+Bas Spitters, very interesting: all three definitions conform to the intuition that a process is random if it defeats every attempt at simplifying its description!

+Phil Stracchino _Even though we cannot predict the random decay of any given atom, we can accurately predict the behavior of the sample as a whole_

is precisely the crux of the matter. That a process is hopelessly complex does not mean we cannot say anything at all about it: we can at least distinguish it from other complex processes, which is in effect what probability theory does for us. Deterministic examples you may have had in mind include Brownian motion as well as something as "simple" as a coin toss. The latter is a very clear illustration of what I'm trying to say: the process whereby the coin tumbles through the air before eventually settling on one of its faces, is hopelessly complex, but the

*symmetry* of the coin allows us to predict that it will come up tails as often as heads if we toss it toss it sufficiently many times.

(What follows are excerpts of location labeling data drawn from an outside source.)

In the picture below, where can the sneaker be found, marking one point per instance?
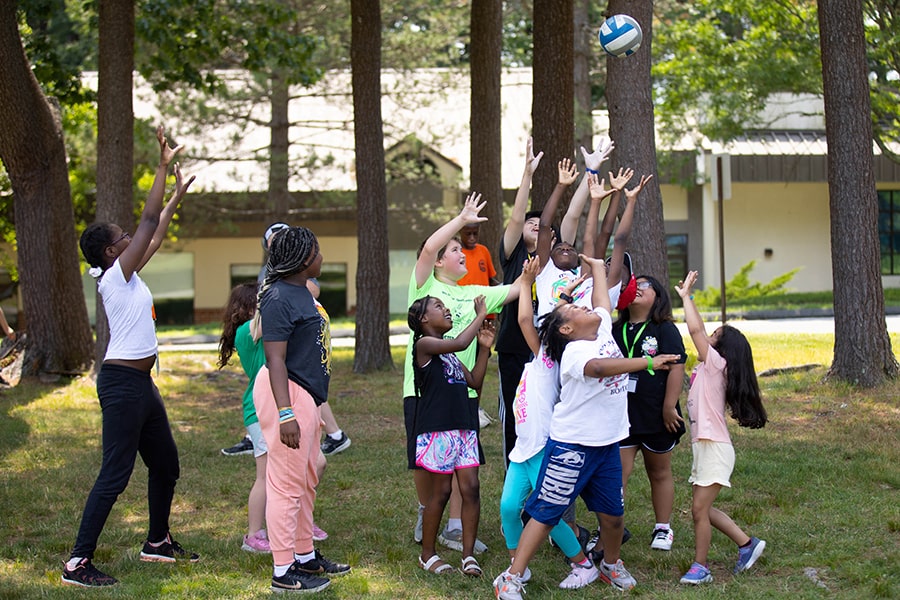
(86, 574)
(168, 551)
(747, 556)
(296, 580)
(697, 574)
(417, 530)
(452, 538)
(662, 539)
(258, 543)
(617, 576)
(245, 446)
(331, 447)
(508, 586)
(580, 577)
(319, 565)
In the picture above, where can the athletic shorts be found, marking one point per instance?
(572, 470)
(447, 451)
(713, 463)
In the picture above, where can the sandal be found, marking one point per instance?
(471, 567)
(432, 565)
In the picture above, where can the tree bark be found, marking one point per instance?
(862, 346)
(372, 310)
(34, 154)
(629, 96)
(115, 132)
(553, 104)
(485, 117)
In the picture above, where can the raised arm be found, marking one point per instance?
(692, 315)
(440, 238)
(516, 224)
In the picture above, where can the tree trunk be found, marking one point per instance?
(115, 132)
(484, 124)
(34, 154)
(629, 96)
(862, 347)
(553, 103)
(373, 349)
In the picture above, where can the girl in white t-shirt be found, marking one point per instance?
(724, 378)
(581, 457)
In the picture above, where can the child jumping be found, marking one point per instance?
(446, 420)
(725, 378)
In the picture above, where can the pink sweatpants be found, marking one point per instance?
(291, 478)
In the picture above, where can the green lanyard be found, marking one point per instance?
(636, 338)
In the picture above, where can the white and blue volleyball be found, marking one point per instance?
(620, 35)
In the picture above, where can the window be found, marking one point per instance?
(889, 231)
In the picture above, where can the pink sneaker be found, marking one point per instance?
(258, 543)
(319, 535)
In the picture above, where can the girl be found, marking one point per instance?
(582, 453)
(724, 378)
(445, 422)
(134, 418)
(288, 389)
(645, 328)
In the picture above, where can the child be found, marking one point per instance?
(297, 372)
(582, 453)
(645, 328)
(134, 418)
(725, 378)
(446, 420)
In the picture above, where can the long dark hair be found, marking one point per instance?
(240, 308)
(742, 395)
(660, 311)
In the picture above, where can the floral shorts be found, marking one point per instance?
(446, 451)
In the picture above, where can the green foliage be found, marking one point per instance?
(740, 289)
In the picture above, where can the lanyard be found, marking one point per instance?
(636, 338)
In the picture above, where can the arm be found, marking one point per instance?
(567, 174)
(133, 256)
(165, 216)
(440, 238)
(692, 315)
(516, 224)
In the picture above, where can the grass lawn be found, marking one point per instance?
(819, 484)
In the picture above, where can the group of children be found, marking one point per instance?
(593, 393)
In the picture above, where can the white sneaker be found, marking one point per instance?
(662, 539)
(580, 577)
(508, 586)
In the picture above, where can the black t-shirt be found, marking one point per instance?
(646, 402)
(443, 403)
(289, 313)
(509, 335)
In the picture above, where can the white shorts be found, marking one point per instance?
(713, 463)
(259, 442)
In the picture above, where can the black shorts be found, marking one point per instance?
(658, 443)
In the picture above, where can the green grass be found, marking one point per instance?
(819, 483)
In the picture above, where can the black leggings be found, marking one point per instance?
(134, 421)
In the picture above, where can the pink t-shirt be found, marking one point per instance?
(706, 400)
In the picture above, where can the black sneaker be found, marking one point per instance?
(322, 566)
(330, 446)
(245, 446)
(168, 551)
(86, 574)
(296, 580)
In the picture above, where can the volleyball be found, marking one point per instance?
(620, 35)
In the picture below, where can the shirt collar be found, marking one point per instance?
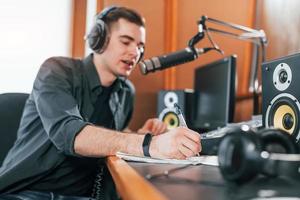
(94, 79)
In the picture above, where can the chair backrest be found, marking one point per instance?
(11, 109)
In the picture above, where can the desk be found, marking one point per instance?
(191, 183)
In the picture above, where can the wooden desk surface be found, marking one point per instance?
(130, 185)
(194, 182)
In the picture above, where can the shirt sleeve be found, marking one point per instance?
(56, 106)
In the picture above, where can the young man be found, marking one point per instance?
(76, 114)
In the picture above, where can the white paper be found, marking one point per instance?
(205, 160)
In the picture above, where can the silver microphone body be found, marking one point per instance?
(169, 60)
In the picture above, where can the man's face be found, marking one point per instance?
(124, 48)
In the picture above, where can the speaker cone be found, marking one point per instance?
(283, 113)
(169, 117)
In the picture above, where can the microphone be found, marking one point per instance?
(171, 59)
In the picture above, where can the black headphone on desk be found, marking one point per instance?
(244, 153)
(99, 35)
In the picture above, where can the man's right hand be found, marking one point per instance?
(178, 143)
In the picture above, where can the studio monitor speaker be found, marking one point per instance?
(281, 94)
(165, 108)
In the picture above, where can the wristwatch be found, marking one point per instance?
(146, 144)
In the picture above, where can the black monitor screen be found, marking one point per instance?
(214, 94)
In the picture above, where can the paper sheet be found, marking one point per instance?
(205, 160)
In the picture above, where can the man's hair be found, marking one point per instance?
(124, 13)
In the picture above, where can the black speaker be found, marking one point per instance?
(245, 153)
(166, 111)
(281, 94)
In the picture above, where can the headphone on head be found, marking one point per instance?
(99, 35)
(245, 153)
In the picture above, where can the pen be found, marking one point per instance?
(181, 118)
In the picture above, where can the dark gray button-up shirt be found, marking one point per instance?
(60, 105)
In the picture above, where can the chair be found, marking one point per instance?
(11, 109)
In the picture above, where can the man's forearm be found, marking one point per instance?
(95, 141)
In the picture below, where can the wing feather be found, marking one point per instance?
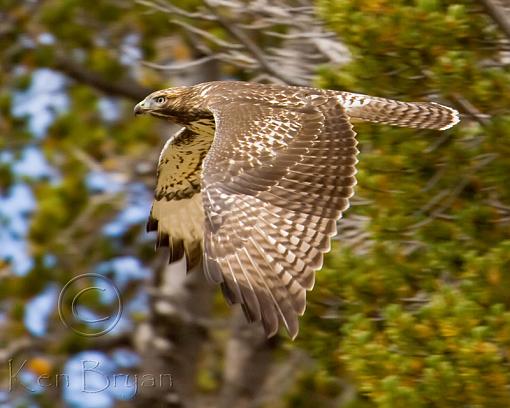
(272, 200)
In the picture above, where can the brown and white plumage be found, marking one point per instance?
(257, 180)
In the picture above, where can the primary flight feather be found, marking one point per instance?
(257, 178)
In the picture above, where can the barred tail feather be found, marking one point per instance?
(422, 115)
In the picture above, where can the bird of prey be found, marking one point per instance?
(255, 181)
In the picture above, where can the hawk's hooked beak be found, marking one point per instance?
(140, 108)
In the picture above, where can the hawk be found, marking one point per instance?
(256, 180)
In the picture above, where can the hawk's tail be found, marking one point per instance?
(423, 115)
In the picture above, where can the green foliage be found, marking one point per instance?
(425, 308)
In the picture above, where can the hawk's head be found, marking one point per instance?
(174, 104)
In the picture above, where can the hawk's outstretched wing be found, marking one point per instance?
(274, 183)
(421, 115)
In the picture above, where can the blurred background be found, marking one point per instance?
(412, 308)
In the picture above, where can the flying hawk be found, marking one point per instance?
(257, 179)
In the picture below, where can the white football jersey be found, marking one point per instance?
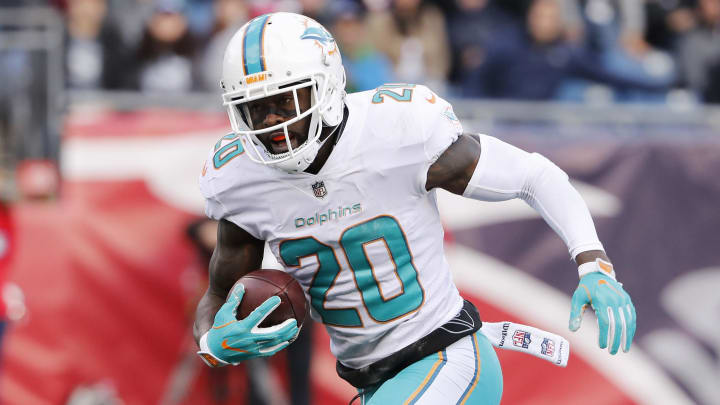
(363, 236)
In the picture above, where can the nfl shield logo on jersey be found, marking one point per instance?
(547, 347)
(521, 339)
(319, 189)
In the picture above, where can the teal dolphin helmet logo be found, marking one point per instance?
(317, 33)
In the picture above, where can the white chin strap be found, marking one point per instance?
(302, 160)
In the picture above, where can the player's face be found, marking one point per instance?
(277, 109)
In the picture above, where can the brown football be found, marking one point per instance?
(263, 284)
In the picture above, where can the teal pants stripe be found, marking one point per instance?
(428, 382)
(466, 372)
(473, 382)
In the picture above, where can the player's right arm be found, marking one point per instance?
(236, 254)
(221, 337)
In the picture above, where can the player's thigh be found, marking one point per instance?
(466, 372)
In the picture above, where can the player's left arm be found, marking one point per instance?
(487, 169)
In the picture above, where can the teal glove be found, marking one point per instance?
(613, 307)
(231, 341)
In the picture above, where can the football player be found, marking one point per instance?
(343, 189)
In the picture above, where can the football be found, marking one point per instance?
(263, 284)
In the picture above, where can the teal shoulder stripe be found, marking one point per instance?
(254, 58)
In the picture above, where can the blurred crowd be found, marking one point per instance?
(567, 50)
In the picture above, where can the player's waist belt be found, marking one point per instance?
(466, 322)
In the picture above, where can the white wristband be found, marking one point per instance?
(522, 338)
(597, 266)
(207, 356)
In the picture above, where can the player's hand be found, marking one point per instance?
(613, 307)
(231, 341)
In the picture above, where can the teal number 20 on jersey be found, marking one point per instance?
(353, 242)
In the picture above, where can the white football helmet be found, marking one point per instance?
(277, 53)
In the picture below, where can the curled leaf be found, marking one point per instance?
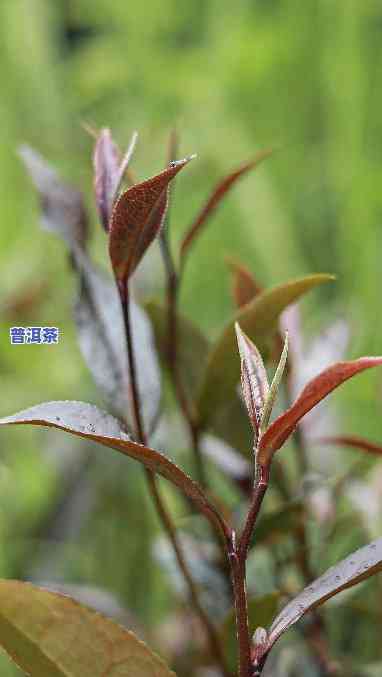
(137, 218)
(258, 319)
(63, 209)
(355, 568)
(254, 380)
(89, 422)
(318, 388)
(214, 200)
(271, 398)
(50, 635)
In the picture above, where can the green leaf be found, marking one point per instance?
(62, 205)
(259, 320)
(137, 218)
(261, 610)
(51, 635)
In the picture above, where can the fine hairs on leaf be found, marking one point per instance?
(89, 422)
(254, 380)
(127, 344)
(275, 385)
(137, 218)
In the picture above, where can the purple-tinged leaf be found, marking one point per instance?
(244, 285)
(49, 634)
(137, 218)
(258, 319)
(279, 431)
(87, 421)
(219, 192)
(254, 380)
(63, 210)
(101, 336)
(352, 441)
(109, 170)
(106, 165)
(261, 610)
(355, 568)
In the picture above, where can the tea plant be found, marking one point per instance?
(49, 634)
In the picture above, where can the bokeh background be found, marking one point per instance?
(301, 77)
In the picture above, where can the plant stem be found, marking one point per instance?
(164, 516)
(316, 633)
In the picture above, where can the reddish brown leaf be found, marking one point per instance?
(316, 390)
(244, 287)
(137, 219)
(254, 380)
(48, 634)
(108, 172)
(219, 192)
(89, 422)
(355, 568)
(352, 441)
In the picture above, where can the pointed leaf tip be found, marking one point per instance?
(89, 422)
(217, 195)
(137, 219)
(355, 568)
(273, 391)
(315, 391)
(47, 633)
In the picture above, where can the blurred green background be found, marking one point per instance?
(302, 77)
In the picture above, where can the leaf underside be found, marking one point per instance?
(259, 320)
(355, 568)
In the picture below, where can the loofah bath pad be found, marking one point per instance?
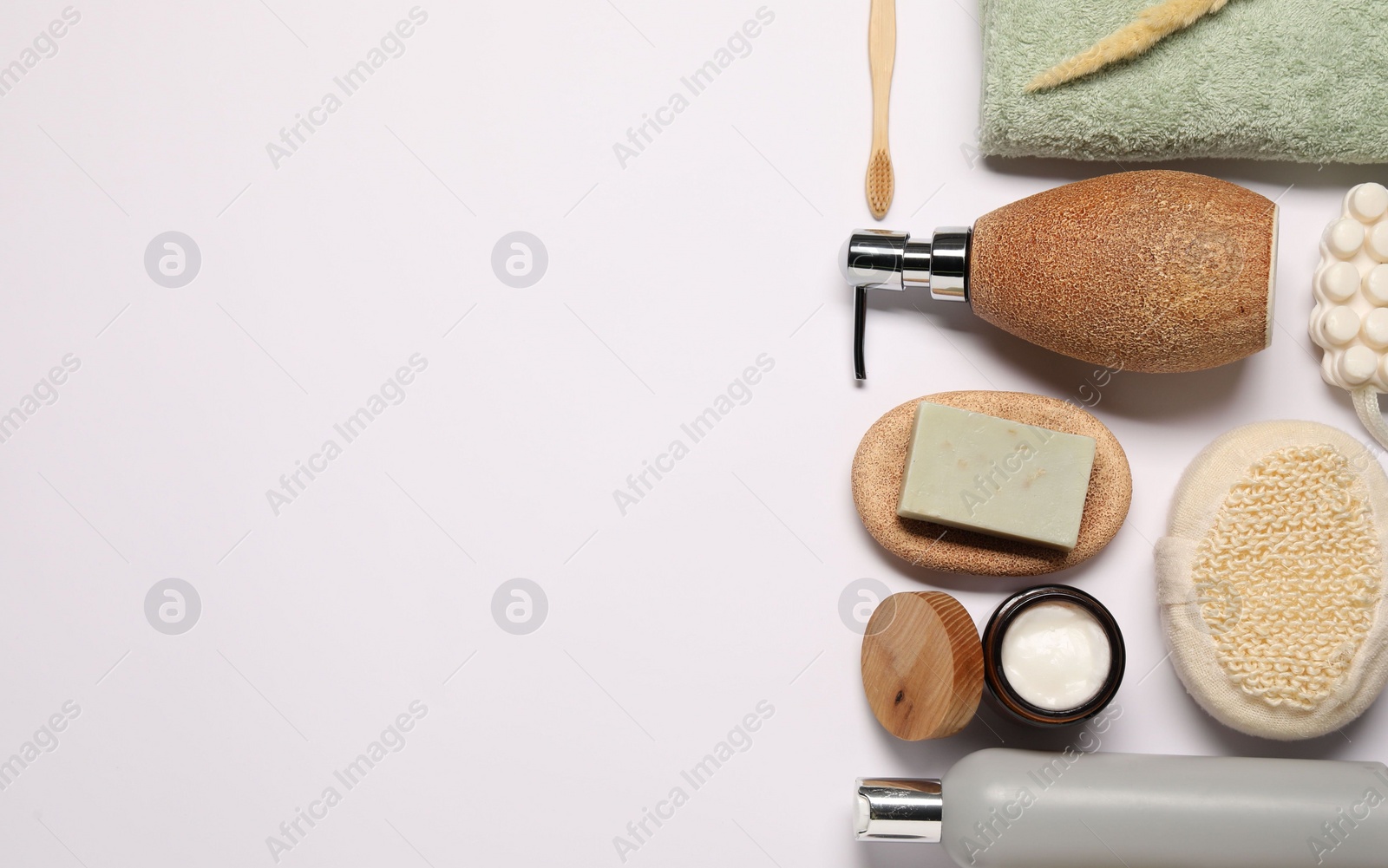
(1270, 581)
(881, 465)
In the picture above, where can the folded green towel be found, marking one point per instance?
(1270, 79)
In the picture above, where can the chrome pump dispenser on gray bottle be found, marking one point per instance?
(1024, 809)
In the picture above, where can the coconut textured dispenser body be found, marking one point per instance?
(1149, 271)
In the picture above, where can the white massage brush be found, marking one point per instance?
(1350, 321)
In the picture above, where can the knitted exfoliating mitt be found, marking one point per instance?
(1270, 581)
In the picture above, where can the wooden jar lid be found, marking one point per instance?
(881, 462)
(922, 664)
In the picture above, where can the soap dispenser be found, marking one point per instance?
(1149, 271)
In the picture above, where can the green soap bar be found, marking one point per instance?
(996, 476)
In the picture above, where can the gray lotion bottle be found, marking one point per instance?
(1024, 809)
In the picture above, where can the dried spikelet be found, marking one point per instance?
(1152, 25)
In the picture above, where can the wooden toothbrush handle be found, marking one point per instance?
(881, 55)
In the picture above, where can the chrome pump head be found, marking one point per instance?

It is true that there is a difference between classical (deterministic) and quantum randomness: in the former case, the complexity involved is evident (trillions of particles bumping into each other, a coin tumbling through the air), whereas in the latter randomness is part of the axiomatic framework. We simply refuse to explain

*why* quantum processes seem random, we just accept that they are (well, unless you count the Feynman path integral interpretation, which makes quantum processes look like a kind of Brownian motion, but that's just convenient computational framework, rather than anything actually observed).

Finally, a very important point is that mathematical definitions of randomness in

+Bas Spitters's link describe some idealized,

*absolutely irreducible* complexity. However, when we apply such idealized models to real world phenomena, they are always mere approximations. Which is why I spoke about

*intractable* complexity in the original post: when we encounter an intractably (for us, at the present stage of development!) complex phenomenon, we model it as random. But we may yet develop to a point where what we see as random now will not seem random at all.